Budget July 2015 (4) – Tax Efficient Investments

 
 
ISA
  • The ‘Help to Buy’ ISA will be available from 1 December 2015. This new product will enable first time buyers to save up to £200 per month towards a first home, with an initial one-off deposit of £1,000. The Government will boost savings by 25% up to a maximum of £3,000, which will be paid when a property is purchased.
 
  • The Government confirmed its commitment to introduce new flexible ISA rules from 6 April 2016. The rules will allow investors to pay withdrawals from a cash ISA back in to the account before the end of the tax year, without reducing their subscription limit further. The change will also cover cash held in stocks and shares ISAs.
 
  • The Government will introduce the Innovative Finance ISA, for loans arranged via a peer to peer platform, from 6 April 2016. It is also consulting on whether to extend the list of ISA eligible investments to include debt securities and equity offered via a crowd funding platform.
 
Personal Savings Allowance
  •  From 6 April 2016, a tax-free savings allowance of £1,000 will be available to those with taxable income of less than £43,000 i.e. basic-rate payers and below. Higher rate taxpayers benefit from a £500 tax-free allowance.
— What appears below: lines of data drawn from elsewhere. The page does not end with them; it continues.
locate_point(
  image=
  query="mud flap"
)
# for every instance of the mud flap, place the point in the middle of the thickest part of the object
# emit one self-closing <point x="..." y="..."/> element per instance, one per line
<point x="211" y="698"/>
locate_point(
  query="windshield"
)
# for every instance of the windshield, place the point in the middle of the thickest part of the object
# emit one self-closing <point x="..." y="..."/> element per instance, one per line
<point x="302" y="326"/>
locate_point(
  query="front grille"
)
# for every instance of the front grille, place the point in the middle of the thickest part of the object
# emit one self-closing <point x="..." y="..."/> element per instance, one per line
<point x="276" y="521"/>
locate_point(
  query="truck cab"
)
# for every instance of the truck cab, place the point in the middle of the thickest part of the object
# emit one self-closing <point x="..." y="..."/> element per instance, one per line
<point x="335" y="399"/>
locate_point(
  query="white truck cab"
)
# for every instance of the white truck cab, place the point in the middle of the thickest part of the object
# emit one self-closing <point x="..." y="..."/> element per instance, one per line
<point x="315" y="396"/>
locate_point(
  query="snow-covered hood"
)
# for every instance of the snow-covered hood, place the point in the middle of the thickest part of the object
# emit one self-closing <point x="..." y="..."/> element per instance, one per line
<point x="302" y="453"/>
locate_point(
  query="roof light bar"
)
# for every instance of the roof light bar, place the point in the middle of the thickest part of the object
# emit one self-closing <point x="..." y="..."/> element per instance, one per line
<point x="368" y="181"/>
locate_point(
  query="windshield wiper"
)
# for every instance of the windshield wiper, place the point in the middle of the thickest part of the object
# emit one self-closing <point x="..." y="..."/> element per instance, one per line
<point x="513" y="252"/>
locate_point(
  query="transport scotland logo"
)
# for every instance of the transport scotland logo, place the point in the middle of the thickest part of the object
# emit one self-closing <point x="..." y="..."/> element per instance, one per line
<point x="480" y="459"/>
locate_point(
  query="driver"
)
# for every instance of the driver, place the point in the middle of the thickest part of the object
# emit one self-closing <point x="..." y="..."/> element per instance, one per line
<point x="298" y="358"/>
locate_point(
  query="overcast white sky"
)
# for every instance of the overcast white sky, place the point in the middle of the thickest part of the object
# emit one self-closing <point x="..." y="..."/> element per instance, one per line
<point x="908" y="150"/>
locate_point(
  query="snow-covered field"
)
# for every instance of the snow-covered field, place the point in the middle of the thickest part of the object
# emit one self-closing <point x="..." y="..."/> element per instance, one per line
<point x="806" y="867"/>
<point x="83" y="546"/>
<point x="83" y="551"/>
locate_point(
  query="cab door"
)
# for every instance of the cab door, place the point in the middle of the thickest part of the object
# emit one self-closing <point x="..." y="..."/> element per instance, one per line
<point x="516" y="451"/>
Those earning over £150,000 are not entitled to an allowance.
SEIS, EIS and VCTs
  • The Government announced a range of essentially more restrictive technical changes to the rules governing investments eligible for Venture Capital Trusts (VCTs) and Enterprise Investment Schemes (EISs).
 
GENERAL IMPACT
  • ‘Help to Buy’ ISAs are sure to boost the property market further alongside other initiatives such as the initial ‘Help to Buy ‘scheme.
 
  • The personal savings allowance provides more incentive for savers with even higher rate taxpayers benefiting from an allowance. However, it’s most generous for low earners who will potentially pay no tax on their savings where total taxable income is less than £17,000 in 2016/2017. This has increased from £16,800 when originally announced, as a result of the further increase in the personal allowance to £11,000.
 
  • New flexible ISA rules allowing cash withdrawals to be returned to an ISA by the end of the tax year will help to maximise the benefits by removing an effective penalty on those who are forced to access their savings temporarily.